Like Calabrese, Laster is confident that research into the causes of long COVID may shed light on causes of other post-infectious syndromes, along with ME/CFS or fibromyalgia.

“Current theories include persistence of SARS-CoV-2 in tissue potentially remote from the brain, persistent inflammation leading to autoimmunity, dysbiosis and viral reactivation, and tissue damage due to increased oxidative stress,” Laster said.

From these details on genetics and post-infectious syndromes in the context of long COVID and fibromyalgia, the big picture of diagnostic criteria may be emerging, according to Putman.

“From all of this information, we can start to see the domains of pain, fatigue, brain fog and some index of pain and suffering,” he said. “If we add to that a symptom severity score, this could be a useful way to formulate it.”

As researchers continue to wrestle with these details, clinicians everywhere are trying to manage these patients with minimal information and no formal guidance.

‘We are not just checking a box’

The first step to treating these patients has nothing to do with therapeutic choices, according to Putman.

“When you encounter these patients, compassion and respect is of the utmost importance,” he said. “People who have these symptoms have been disrespected, ignored and minimized forever. Whether it is long COVID or fibromyalgia, or something else, you have to acknowledge their suffering, and that what they are experiencing is a real disease.”

Laster agreed that it is essential to acknowledge the fear and frustration these patients may be feeling.

“Importantly, take a careful history and exam,” he said. “The very fact that you are spending time with them in a thoughtful manner will establish a rapport that may have been lacking when were seen by other providers.”

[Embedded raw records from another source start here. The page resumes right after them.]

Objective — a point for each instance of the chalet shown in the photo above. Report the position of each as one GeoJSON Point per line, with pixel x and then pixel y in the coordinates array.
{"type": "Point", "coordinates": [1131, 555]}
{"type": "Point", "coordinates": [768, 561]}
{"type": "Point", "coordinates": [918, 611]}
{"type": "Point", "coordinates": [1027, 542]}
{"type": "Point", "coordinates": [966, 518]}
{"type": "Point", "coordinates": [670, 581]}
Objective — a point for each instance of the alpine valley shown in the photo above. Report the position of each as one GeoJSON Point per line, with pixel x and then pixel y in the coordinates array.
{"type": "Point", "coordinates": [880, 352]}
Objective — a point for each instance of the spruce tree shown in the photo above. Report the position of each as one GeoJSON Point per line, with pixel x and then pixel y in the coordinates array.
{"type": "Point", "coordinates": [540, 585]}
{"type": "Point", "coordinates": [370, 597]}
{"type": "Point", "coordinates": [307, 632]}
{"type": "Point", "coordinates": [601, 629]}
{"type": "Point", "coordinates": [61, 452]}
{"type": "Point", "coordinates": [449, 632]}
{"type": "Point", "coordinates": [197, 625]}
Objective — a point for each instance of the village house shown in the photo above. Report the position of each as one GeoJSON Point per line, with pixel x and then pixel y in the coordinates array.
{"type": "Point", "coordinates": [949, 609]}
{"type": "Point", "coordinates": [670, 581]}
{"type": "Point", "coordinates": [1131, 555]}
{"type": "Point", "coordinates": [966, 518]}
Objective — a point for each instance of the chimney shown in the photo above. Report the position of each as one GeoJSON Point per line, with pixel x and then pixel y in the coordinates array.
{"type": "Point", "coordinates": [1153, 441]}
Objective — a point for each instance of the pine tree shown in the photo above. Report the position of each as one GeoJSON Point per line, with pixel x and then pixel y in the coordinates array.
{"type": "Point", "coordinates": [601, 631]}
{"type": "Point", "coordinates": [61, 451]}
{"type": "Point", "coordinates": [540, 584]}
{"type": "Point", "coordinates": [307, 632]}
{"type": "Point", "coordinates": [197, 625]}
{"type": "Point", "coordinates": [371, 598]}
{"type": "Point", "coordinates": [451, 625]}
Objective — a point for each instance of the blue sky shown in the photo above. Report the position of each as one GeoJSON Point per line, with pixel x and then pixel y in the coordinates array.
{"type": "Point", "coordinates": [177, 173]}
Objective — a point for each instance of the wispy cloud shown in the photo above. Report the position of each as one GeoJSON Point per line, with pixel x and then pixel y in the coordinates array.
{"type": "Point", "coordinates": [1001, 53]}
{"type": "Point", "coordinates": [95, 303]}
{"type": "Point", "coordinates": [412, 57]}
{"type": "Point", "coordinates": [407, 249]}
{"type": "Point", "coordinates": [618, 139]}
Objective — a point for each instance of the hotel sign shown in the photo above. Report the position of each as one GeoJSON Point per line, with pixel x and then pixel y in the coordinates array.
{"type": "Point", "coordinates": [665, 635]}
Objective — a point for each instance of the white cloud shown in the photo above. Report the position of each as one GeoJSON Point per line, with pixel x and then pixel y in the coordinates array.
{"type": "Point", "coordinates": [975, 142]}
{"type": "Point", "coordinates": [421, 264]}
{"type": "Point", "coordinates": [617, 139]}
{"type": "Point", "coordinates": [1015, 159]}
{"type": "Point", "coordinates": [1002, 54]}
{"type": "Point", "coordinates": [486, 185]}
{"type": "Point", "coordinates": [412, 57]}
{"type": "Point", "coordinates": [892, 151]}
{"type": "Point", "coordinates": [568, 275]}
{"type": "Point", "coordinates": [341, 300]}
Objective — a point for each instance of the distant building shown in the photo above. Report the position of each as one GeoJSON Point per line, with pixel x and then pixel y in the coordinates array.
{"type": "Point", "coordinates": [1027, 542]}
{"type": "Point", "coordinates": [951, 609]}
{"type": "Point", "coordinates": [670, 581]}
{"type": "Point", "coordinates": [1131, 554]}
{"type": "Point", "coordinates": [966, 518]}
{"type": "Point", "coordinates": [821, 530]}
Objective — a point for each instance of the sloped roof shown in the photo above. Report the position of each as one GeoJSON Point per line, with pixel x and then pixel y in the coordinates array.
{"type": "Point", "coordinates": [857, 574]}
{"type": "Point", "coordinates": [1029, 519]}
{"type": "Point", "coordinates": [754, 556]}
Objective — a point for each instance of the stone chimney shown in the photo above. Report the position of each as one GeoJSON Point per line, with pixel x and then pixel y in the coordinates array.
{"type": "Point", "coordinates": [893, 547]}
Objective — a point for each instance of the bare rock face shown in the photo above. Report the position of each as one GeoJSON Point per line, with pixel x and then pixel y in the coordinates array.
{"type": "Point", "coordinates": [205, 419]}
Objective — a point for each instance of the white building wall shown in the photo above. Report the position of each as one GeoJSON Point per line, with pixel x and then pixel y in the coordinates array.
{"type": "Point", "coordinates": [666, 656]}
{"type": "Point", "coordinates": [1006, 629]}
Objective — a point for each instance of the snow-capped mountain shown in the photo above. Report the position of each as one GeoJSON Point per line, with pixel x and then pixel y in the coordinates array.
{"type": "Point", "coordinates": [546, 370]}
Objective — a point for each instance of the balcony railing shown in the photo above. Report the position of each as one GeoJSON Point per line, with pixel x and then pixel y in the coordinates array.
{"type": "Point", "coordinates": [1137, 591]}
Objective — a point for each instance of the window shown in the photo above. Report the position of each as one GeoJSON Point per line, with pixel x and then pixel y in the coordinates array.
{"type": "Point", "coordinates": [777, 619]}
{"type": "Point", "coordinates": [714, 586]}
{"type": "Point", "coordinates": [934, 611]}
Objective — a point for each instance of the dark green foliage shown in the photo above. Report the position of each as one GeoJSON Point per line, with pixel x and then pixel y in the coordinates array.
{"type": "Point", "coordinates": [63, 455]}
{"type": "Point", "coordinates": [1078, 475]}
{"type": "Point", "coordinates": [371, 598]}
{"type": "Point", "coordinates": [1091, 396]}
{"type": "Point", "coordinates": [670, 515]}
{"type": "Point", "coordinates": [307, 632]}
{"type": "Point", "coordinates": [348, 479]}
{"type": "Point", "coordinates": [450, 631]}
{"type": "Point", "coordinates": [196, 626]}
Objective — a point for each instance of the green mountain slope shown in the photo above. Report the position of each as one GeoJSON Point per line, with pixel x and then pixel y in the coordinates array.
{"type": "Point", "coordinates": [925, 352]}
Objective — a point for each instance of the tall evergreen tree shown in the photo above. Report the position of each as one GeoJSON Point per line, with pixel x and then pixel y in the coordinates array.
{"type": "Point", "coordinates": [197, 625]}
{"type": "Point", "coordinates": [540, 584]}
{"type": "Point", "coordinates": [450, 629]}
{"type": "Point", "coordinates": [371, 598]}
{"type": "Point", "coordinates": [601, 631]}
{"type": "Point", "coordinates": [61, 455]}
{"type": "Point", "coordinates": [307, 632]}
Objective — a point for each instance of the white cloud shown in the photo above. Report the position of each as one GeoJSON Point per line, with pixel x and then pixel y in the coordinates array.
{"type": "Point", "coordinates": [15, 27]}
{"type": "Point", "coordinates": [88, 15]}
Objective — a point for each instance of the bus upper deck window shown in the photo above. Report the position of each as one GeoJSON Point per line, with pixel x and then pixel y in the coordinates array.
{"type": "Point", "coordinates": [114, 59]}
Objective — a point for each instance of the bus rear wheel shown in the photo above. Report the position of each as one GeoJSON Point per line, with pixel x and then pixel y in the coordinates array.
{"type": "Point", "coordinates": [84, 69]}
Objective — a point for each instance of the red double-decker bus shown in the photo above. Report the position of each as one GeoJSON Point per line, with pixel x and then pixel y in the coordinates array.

For Calabrese, the natural result of empathy and a careful physical exam will be a robust body of data — something that is badly needed for these patients.

“Gathering detailed clinical data for this purpose is not a small task, and there is no secret that we as rheumatologists hold,” he said. “But don’t just ask the patient if they are tired. Ask if it impacts their quality of life, and, if so, how much. How much is pain impacting their daily activities? We are not just checking a box to say yes or no. This is hard work that is rooted in appreciation of diagnostic criteria, based on rigorous curation of signs and symptoms, using validated measures.”

Although no one believes clear definitions of long COVID — or fibromyalgia — will happen overnight, Calabrese said he believes that using these strategies will ultimately produce results.

“I am optimistic that we will learn a great deal about all of these conditions that have historically been marginalized and under-funded,” he said.


Lazaridou A, et al. BMD Women’s Health. 2022;doi:10.1186/s12905-022-01840-9.

Rivera J, et al. BMC Musculoskeletal Disorders. 2022;doi:10.1186/s12891-022-05436-0.